Viterbo – (p.p.) – “Subito una cabina di regia a tutela dell’agroalimentare”. Claudio Tomarelli, segretario Fai-Cisl del Lazio, sabato mattina era in prima linea al sit in, a carattere nazionale, sotto la prefettura di Viterbo. Bandiere e slogan per lanciare un appello al Governo che salvaguardi il settore e chi ci lavora.
Una delegazione è stata ricevuta dal viceprefetto Salvatore Grillo. “Da parte sua – racconta Tomarelli -, c’è stata grande disponibilità nell’ascoltare le nostre richieste. Diversi i temi che abbiamo affrontato nell’incontro e che vanno dalle pensioni al riconoscimento di lavori usuranti in agricoltura fino al caporalato.
In particolare, su quest’ultimo punto, chiediamo la piena attuazione della legge 99 e che venga redatta una lista delle aziende di qualità per tutelarle e renderle competitive.
Si costituisca dunque una cabina di regia, coinvolgendo Inps e forze dell’ordine, per monitorare il settore e individuare le sacche di sfruttamento, lavoro a nero e mancata applicazione del contratto”.
Misure che per Tomarelli, serviranno a “favorire il ricambio generazionale, ma anche la qualità delle produzioni e del lavoro.

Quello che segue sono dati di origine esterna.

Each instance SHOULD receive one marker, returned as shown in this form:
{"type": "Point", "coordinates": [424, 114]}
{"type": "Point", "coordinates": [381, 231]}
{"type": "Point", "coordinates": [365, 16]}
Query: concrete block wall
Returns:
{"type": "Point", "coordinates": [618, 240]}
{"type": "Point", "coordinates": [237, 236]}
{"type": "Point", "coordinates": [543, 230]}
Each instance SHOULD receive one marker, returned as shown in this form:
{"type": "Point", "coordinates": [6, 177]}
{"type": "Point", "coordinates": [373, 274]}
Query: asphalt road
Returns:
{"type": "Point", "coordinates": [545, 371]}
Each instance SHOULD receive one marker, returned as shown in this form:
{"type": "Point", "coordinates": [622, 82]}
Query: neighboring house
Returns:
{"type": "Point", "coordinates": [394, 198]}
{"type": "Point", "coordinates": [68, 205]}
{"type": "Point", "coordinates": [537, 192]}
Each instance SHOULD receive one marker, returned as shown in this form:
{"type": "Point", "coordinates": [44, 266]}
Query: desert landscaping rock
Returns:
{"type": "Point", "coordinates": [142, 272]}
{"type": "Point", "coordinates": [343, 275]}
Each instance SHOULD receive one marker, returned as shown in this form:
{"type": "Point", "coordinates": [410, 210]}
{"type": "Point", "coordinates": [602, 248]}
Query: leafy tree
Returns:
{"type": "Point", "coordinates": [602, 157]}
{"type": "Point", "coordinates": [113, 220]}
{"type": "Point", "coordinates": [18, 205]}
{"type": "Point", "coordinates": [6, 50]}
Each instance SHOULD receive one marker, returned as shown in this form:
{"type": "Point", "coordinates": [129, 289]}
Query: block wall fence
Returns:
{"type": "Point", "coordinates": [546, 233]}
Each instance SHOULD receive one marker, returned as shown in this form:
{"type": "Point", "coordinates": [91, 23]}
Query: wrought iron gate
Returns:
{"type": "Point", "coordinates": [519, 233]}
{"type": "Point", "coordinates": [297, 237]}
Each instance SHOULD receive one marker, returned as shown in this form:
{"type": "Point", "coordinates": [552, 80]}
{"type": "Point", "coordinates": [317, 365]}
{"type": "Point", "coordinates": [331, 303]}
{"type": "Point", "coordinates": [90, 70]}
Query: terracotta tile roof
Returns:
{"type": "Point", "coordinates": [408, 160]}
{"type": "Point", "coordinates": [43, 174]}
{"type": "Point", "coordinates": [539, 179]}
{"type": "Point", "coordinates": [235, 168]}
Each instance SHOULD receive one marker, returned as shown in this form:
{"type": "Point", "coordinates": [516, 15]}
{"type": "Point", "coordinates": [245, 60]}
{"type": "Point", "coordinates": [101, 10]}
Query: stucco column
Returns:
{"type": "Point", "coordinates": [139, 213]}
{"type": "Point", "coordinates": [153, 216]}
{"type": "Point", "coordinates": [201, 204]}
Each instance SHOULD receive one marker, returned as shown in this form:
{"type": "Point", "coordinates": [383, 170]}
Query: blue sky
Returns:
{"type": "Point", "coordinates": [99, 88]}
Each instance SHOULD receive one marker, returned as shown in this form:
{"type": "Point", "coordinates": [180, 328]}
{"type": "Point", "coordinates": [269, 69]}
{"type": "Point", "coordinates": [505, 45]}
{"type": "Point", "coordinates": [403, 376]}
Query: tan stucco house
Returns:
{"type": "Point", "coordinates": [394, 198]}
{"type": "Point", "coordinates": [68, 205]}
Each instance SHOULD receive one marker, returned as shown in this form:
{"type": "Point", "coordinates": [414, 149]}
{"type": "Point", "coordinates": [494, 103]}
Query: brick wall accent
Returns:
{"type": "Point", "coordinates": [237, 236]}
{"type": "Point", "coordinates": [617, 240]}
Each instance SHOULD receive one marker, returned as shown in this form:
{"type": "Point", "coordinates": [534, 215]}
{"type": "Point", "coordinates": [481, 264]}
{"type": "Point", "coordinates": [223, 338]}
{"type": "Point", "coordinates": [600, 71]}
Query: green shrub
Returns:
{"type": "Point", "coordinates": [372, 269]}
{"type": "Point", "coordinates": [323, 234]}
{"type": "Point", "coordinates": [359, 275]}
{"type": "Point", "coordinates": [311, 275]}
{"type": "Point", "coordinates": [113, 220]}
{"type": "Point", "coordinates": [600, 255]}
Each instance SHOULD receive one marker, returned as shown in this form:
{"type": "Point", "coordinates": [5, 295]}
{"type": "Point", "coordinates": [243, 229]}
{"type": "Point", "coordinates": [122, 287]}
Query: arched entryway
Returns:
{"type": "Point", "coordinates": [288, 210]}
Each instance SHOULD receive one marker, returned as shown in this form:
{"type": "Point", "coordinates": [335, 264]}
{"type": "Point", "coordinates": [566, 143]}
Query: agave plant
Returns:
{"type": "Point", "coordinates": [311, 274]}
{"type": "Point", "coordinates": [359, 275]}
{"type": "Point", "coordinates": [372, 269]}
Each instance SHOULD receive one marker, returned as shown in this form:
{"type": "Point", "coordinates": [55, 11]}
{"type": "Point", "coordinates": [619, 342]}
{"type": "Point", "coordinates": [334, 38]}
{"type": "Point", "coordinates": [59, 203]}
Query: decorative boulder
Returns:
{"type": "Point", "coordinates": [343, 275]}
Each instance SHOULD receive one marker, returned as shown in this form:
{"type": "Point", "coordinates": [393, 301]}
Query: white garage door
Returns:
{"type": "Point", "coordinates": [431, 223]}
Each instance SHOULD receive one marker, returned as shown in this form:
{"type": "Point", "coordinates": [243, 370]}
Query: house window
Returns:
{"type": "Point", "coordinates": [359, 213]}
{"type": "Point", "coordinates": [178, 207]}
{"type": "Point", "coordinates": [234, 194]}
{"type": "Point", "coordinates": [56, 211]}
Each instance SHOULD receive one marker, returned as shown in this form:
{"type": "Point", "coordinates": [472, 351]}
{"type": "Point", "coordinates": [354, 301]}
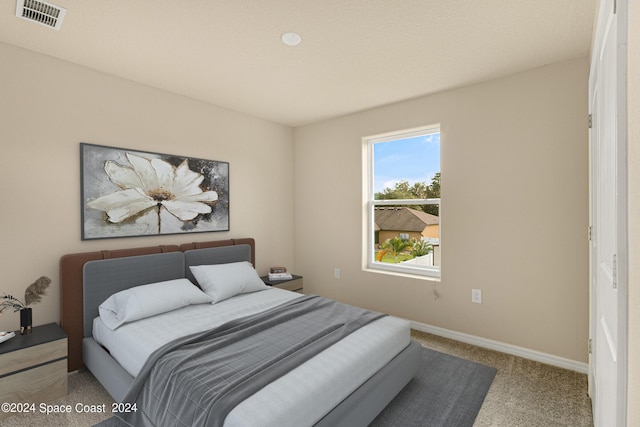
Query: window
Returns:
{"type": "Point", "coordinates": [403, 202]}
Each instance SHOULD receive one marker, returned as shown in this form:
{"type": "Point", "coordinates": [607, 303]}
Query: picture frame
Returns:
{"type": "Point", "coordinates": [133, 193]}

L’agricoltura cresce e molti giovani si stanno avvicinando alla terra, quindi il settore guarda al futuro. Per far sì che produca occupazione e opportunità di sviluppo per il territorio – conclude Tomarelli – è necessario porre un’attenzione tale da salvaguardare gli agricoltori e le aziende che investono”.